Когда наконец объявили о прибытии самолета, Конуэй не двинулся с места, пока не увидел, как тот выруливает к стоянке. Покинув ресторан, Джозеф выбрал для наблюдения такое место, откуда было видно, как пассажиры один за другим спускаются по трапу, выброшенному из открытой в фюзеляже «юнкерса» двери. Первыми всегда появляются пассажиры, затем – их багаж, и только потом – груз. Сегодня, как обычно, первыми высадились из самолета женщины и дети. Наметанный глаз Конуэя подсказал ему, что это были шведы, для которых жизнь в Берлине стала неуютной и опасной. Как бы в подтверждение он увидел женщину, с которой был немного знаком, – жену одного из аккредитованных в Берлине шведских корреспондентов. Он узнал еще одного человека – представителя немецкой компании, занимающейся закупками пиломатериалов. Остальные пассажиры были незнакомы Конуэю, кроме того, ему не показалось, чтобы кто-то из них представлял особую важность. Он уже намеревался убрать бинокль в футляр и вернуться в помещение, когда до него дошло, что как раз один пассажир заслуживает более пристального внимания. «Необыкновенный пассажир», – вспомнил Конуэй и улыбнулся сам себе. Вероятно, анонимному осведомителю было кое-что известно. Уперевшись в стену локтем для большей устойчивости бинокля в руках, он взглянул на человека еще раз. «Немец», – сказал он про себя. Шведы обычно держатся раскованно, и у них радостное выражение на лицах. Немцы же оглядываются с несколько озадаченным видом, как это происходило с пассажиром, привлекшим внимание Конуэя, словно с трудом верят в то, что войны здесь нет.
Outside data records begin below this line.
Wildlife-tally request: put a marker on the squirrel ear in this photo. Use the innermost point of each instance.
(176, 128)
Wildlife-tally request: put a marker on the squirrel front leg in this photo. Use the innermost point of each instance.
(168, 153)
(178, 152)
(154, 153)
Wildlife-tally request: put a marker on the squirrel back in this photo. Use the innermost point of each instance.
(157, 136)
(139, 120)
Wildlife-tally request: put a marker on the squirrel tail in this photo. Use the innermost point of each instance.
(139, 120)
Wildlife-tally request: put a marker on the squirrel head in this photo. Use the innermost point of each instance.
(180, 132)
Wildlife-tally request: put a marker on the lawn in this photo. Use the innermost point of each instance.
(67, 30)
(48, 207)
Немец был в кожаном пальто, то ли темно-коричневом, то ли черном, без шляпы. («Не умно на таком ветру», – подумал Конуэй.) Он стоял, расправив плечи, держа прямо спину, с тростью в руке. («Сколько же ему лет?» – спросил сам себя Конуэй и тут же прикинул, что около тридцати пяти.) Черты его лица были заострены, хотя, может быть, он просто замерз. Когда пассажиры двинулись в направлении таможни, Конуэй увидел, что немец прихрамывает. «Раненый военный», – предположил он, задавая себе вопрос, что может делать этот человек в Швеции. Не то чтобы появление немецких военнослужащих в Швеции было делом необычным – нацисты давно уже имели со шведами договоренность о праве на транзитный провоз через их территорию своих войск, дислоцированных в Норвегии. Но те были в военной форме и не хромали.
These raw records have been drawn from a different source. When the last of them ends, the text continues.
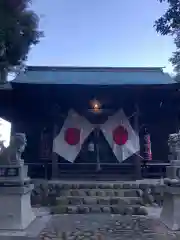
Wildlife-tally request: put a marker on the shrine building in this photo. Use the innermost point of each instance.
(92, 122)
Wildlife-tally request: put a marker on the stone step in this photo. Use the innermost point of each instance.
(69, 200)
(86, 209)
(101, 192)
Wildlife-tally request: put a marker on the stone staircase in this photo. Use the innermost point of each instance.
(114, 198)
Конуэй наблюдал за немцем, слегка нахмурив брови. Он сам часто не мог объяснить, как включается его внутреннее чутье; в настоящий момент ему было известно только одно – это чутье заработало, и к этому следует отнестись всерьез. Он решил, что дождется, когда немец пройдет иммиграционный и таможенный контроль, чтобы увидеть, кто его встречает. «Не будем терять времени и не дадим прессе опередить себя», – подумал Конуэй, убрал бинокль, вернулся в здание аэропорта и сквозь двери главного входа стал высматривать машины на стоянке перед зданием: кроме такси, здесь было три легковых автомобиля, один из них – «мерседес», не исключено, что для заинтриговавшего его гостя. Немного погодя пассажиры «юнкерса» один за другим стали появляться из зала таможни. В «мерседес» села женщина с ребенком. Вскоре были разобраны остальные машины. Более дюжины их отъехало от аэропорта, прежде чем вышел человек в кожаном пальто.